“I have been to America.” I replied, “the newest and biggest of all countries”—and as of old I was talking, and he was listening; only this time it was not of the past, and of the people, who, having done their work, were dead and forgotten, but of a country of a great present, and a still greater future. And as of old his old face was full of interest and kindness.
Presently he asked, “But my little lady, what have you done with the roses of your face? You are pale and worn out.”
“One has to work hard in America,” I replied. “It is a country which requires of your best, of your utmost, if you are to succeed.” And again I went on to tell him of the fast trains which go sixty miles an hour, of the elevated trains, flying above the middle of the streets, and of the preparations for the subways, which were to burrow in the depths of the city.
“But why are they working so hard and preparing so much?” he asked, a bit bewildered. “After all they will have to die, and when they are dead they can only have a grave like anybody else.”
I shook my head. “They are making away with the graves, my Ali Baba. They have invented a quicker and more expedient way of getting rid of the body. They place it on a table in a special room, and within two hours all that is left of it is a simple white strip of clean ashes.”

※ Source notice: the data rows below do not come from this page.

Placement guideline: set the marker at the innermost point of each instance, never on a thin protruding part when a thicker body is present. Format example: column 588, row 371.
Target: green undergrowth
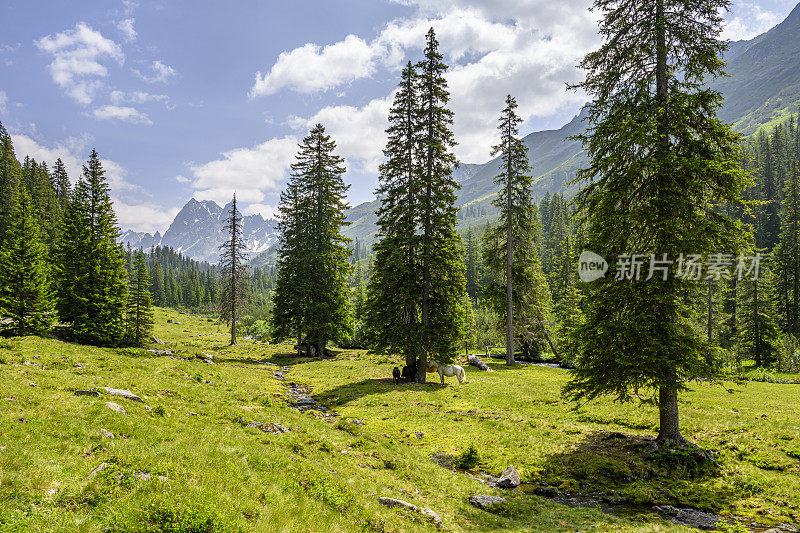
column 185, row 460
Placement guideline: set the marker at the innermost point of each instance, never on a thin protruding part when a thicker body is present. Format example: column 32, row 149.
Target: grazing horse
column 450, row 371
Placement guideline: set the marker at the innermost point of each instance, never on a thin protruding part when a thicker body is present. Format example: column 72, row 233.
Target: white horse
column 450, row 371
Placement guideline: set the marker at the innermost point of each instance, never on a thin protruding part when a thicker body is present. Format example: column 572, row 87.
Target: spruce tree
column 472, row 266
column 758, row 336
column 9, row 180
column 290, row 291
column 441, row 311
column 315, row 248
column 61, row 181
column 233, row 264
column 513, row 252
column 659, row 161
column 139, row 312
column 91, row 266
column 395, row 288
column 25, row 296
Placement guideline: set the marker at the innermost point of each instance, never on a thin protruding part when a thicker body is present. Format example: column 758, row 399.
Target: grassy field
column 184, row 460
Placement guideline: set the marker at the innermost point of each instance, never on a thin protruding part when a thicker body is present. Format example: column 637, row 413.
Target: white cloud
column 122, row 113
column 359, row 132
column 311, row 68
column 144, row 216
column 137, row 97
column 74, row 153
column 249, row 172
column 265, row 210
column 125, row 27
column 527, row 49
column 77, row 56
column 748, row 21
column 161, row 73
column 67, row 150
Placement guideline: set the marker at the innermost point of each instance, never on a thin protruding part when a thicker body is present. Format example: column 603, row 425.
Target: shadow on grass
column 629, row 468
column 349, row 392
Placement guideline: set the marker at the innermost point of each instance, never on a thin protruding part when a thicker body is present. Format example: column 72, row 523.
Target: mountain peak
column 196, row 232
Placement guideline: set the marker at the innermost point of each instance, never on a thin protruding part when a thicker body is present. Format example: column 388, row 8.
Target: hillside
column 191, row 456
column 763, row 87
column 764, row 77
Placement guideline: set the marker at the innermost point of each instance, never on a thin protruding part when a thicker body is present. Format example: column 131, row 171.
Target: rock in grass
column 509, row 479
column 485, row 502
column 124, row 393
column 431, row 515
column 475, row 361
column 115, row 407
column 269, row 427
column 97, row 469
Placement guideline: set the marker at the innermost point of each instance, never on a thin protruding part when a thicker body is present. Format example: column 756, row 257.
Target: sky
column 202, row 99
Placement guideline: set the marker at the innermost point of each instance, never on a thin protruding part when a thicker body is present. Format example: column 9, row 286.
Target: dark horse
column 407, row 375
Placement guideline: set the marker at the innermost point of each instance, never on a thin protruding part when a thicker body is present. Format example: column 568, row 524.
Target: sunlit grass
column 207, row 470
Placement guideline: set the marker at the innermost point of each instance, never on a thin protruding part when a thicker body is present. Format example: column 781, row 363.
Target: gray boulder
column 269, row 427
column 431, row 515
column 485, row 502
column 124, row 393
column 117, row 408
column 509, row 479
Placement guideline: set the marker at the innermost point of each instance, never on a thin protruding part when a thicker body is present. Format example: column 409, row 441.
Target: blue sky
column 198, row 98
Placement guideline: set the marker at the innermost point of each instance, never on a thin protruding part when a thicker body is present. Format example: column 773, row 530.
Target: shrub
column 468, row 459
column 168, row 516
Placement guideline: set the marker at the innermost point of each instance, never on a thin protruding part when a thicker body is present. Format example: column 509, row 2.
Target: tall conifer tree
column 139, row 312
column 25, row 296
column 787, row 253
column 314, row 213
column 92, row 285
column 395, row 289
column 9, row 180
column 233, row 263
column 660, row 159
column 512, row 250
column 441, row 310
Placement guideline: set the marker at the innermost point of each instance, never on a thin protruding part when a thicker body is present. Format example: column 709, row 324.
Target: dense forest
column 748, row 321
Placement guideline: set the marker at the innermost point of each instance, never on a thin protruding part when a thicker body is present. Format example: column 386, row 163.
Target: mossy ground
column 208, row 472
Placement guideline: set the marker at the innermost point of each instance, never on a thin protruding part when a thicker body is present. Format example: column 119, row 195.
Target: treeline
column 184, row 283
column 61, row 264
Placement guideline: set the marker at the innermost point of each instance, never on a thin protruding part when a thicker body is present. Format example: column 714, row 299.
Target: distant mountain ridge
column 763, row 87
column 196, row 232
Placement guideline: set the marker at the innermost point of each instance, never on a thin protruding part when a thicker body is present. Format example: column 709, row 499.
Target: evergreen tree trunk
column 509, row 264
column 669, row 428
column 710, row 313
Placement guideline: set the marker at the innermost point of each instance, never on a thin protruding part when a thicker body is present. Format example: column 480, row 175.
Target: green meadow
column 184, row 460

He gasped. “They have done that?” he cried in horror. “They have done that! Allah, can’st thou forgive them?” He leaned towards me, earnestness and entreaty in his kind face. “Don’t go back there, my little one, don’t go back there again. It is an accursed country which steals the peace from the living, their bodies from the dead, and robs a child of her roses. Say that you are not going back, my little one.”
Again I shook my head. “When I left there, my Ali Baba, I bought my return-ticket. I wear it like an amulet around my neck. I am going back as soon as my presence is no longer needed here.”
He let his oars drop. “You are going back?” he asked with awe. “But why?”
I looked at him, and beyond him at old Byzantium—once Greek, now full of minarets and mosques and all they stood for. A red Turkish flag floated idly against the indigo sky.
Why was I going back to that vast new country so diametrically different from his own? Could I explain to him?